Accounting for roughly 50% of sales (down from 70% pre-pandemic), hospitality still contributes the largest share of sales in the ceramics business, but the brand has a growing footprint abroad and the company’s export business has steadily increased to account for 30%. Mervyn Gers Ceramics can now be found across Europe, Australia, the US and New Zealand.
With local restaurants hard-hit by the Covid-19 lockdown, the studio ramped up efforts to diversify its income stream by growing its export business and expanding into traditional retail through homeware retailer Yuppiechef. Mervyn Gers Ceramics also has a selection of products available through hotels, lodges and wine estates such as Babylonstoren - one of the studio’s first clients and with whom Gers has collaborated on bespoke collections.

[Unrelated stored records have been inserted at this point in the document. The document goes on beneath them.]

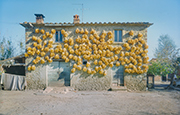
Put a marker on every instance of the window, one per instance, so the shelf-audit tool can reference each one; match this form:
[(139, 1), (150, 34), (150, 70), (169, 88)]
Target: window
[(118, 36), (59, 37)]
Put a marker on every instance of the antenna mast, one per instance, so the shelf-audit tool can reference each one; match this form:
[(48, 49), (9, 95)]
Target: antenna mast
[(81, 9)]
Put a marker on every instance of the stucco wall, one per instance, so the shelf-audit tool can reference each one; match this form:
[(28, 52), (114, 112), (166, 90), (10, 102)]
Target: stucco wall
[(81, 80)]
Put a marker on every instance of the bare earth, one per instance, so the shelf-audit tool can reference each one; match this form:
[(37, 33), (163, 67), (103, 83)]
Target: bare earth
[(90, 103)]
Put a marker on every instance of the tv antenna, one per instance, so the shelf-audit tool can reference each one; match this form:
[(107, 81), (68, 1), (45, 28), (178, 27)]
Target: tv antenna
[(81, 9)]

With the studio producing its own clay, customising its own glazes and doing its own printing, it’s able to collaborate creatively with clients and other brands to produce unique, limited-edition collections. This has helped give the studio a competitive edge, Gers said.
Notable local collaborations have included collections produced with artist Richard Scott and the Walter Battiss Company, while internationally Gers partnered with Belgian womenswear label Bernadette, whose designs were complemented with a range of ceramic pieces.
The studio recently extended its bespoke design services to the public. Now, interior design enthusiasts hoping to create their dream tablescapes are able to visit the Paarden Eiland studio to customise their own dinnerware set.
“Individualism has become more accentuated during the past two years, as has the use of colour to lift our moods and increase our dopamine levels. We’ve seen people expressing themselves more in the way they live, dress and decorate their homes,” said Gers.
As the company’s only designer, Gers is intimately involved in the creative process at the studio, making the prototypes for all products. Over the last 11 years, he’s needed to be hands-on across all aspects of the business, but with the appointment of Jean-Dré Crouse, a chemical engineer and the company’s MD, Gers is looking forward to being less active in the intricacies of day-to-day operations and dedicating more time to do what he loves most: creative direction.
“I'm at a point now where the company is running smoothly and I now have time to take a step back, reflect, experiment and be creative,” he said.
Gers will be honing his creative vision, and deep-diving into research and development to design new products. And while diversification could be on the cards for Mervyn Gers Ceramics, the founder has no aspirations to exponentially grow the size of the business.
“I'd much rather have an environment where people earn a good salary and everyone is happy to come to work,” he said.